A group of scientists from the Albert Einstein College of Medicine in New York examined this question. Using dual energy x-ray absorptiometry (DXA) in 1250 subjects ≥ 65 years old (59% women; 19% black) who had previously been enrolled in the Cardiovascular Health Study an expert panel identified incident heart failure events over a median follow-up of 10.5 years.4 The study identified 35.4% (55% women) who developed heart failure during follow-up. Women did not have hip or femoral neck bone mineral density associated with heart failure. In contrast, men showed a significant interaction between bone mineral density and race (total hip, P=001; femoral neck, P=0.009). Lower bone mineral density was associated with higher heart failure risk in non-black men, but a lower risk of heart failure in black men. These findings are limited by a small cohort who attended the 1994-1995 visits and were considered to be healthier by being able to undergo the DXA scan than the participants who did not.

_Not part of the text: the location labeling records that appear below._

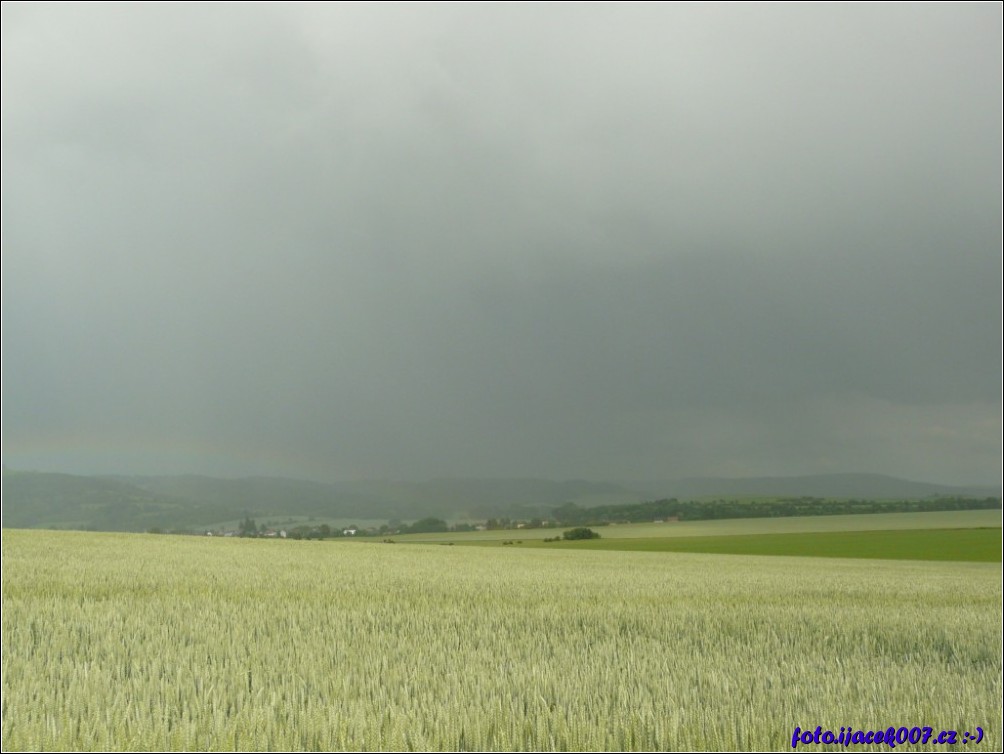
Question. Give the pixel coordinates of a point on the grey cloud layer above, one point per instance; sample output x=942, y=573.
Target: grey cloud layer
x=569, y=241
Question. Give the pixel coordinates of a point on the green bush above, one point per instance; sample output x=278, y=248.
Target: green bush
x=580, y=532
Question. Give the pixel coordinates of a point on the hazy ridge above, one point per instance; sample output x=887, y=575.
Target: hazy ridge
x=139, y=503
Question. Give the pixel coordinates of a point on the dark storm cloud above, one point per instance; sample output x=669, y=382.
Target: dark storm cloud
x=559, y=241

We can now add osteoporosis to a growing list of comorbid conditions associated with the heart failure syndrome. This includes but is not limited to, renal and hepatic insufficiency, diabetes, sleep apnea, anemia, gout, thyroid disease, Parkinson’s disease, malnutrition, and peptic ulcer disease. All of these may result from low blood flow to various organ systems. Osteoporosis may result from the same low blood flow state, but also may be related to shared risk factors of both diseases, namely, advancing age, sedentary lifestyle, and kidney disease.4
The important findings from this study are that in women, an association between total hip and femoral neck bone mineral density and heart failure was not found. In contrast, men have a significant association, especially shown in non-black men. Therefore, screening for bone mineral density should be aimed at white men for earlier detection and prevention of heart failure. Further studies are, of course needed to further elucidate sex- and race-based differences.
Mark A. Munger, PharmD, FCCP, FACC, is a professor of pharmacotherapy and adjunct professor of internal medicine, at the University of Utah, where he also serves as the associate dean of Academic Affairs for the College of Pharmacy.
1. Yancy CW, Jessup M, Bozkurt B, et al. 2016 ACC/AHA/HFSA focused update on new pharmacological therapy for heart failure: an update of the 2013 ACCF/AHA guideline for the management of heart failure: a report of the American College of Cardiology Foundation/American Heart Association Task Force on Clinical Practice Guidelines and the Heart Failure Society of America. Circulation 2016;134:DOI: 10.1161/CIR.0000000000000435.
2. Screening for osteoporosis: U.S. preventative services task force recommendation statement. Ann Intern Med 2011;154:356-64.
3. Office of the Surgeon General (US). Bone Health and Osteoporosis: A Report of the Surgeon General. Rockville, MD: Office of the Surgeon General (US); 2004. Available at: bcbu,nkm.ih.gov/books/NBK45513/. Accessed 07 25 2017.
4. Fohtung RB, Brown DL, Koh WJ, et al. Bone mineral density and risk of heart failure in older adults: the cardiovascular health study. J Am Heart Assoc. 2017; DOI: 10.1161/JAHA.116.004344.